Hmm jeez that a funny one anay modern or neo-modern work, classical composer that sounds like Nurse Whit Wounds industrial one man band from england , this is all i know.I hardly know Nurse whit wounds and it give me the creeps, im traumatized but it's kinda cool... lol

:lol:


----------



## Samael420 (Nov 8, 2017)

It is hard to beat the sheer weirdness of Nurse With Wound, but the closest thing to NWW from the point of view of classical music that I can think of is Schoenberg

- 



- 




I think some Stockhausen are more similar in sound to NWW, but for some reason Schoenberg gives me more of an eerie feeling.

-


----------



## Sloe (May 9, 2014)

I think the string quartets by Brian Ferneyhough sounds really scary:

Here is number six as an example.

I can´t decide if I like them or not.
They are not beautiful but at the same time it feels fascinating to listen to them.


----------



## JLi (Jan 31, 2018)

Gyorgy Ligeti's Volumina is an organ work that consists entirely of subbass and tone clusters.

Krysztof Penderecki composed lots of orchestral works that sound creepy. He is actually the soundtrack composer for The Shining.
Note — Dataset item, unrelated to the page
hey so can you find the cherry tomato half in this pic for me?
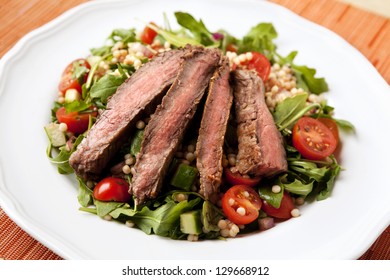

Also by Ligeti, Harmonies (Study for Organ No. 1) is exactly what it sounds like: creepy chords. Ligeti even tells the performer to increase air pressure to give off a creepy timbre.

All of those will haunt you in your dreams and make Schoenberg sound like Mozart.


----------



## mbhaub (Dec 2, 2016)

Try the symphonies by Humphrey Searle. He wrote the eerie soundtrack to The Haunting (the original B/W version). His symphonies are cut from the same cloth.


----------



## brianvds (May 1, 2013)

JLi said:


> Krysztof Penderecki composed lots of orchestral works that sound creepy. He is actually the soundtrack composer for The Shining.


There are two versions of the film. Which one was Penderecki involved in? In the first, they used bit and pieces of Bartok's Music for Strings, Percussion and Celesta to absolutely blood curdling effect.


----------



## techniquest (Aug 3, 2012)

One name should sort this question out: Giacinto Scelsi.


----------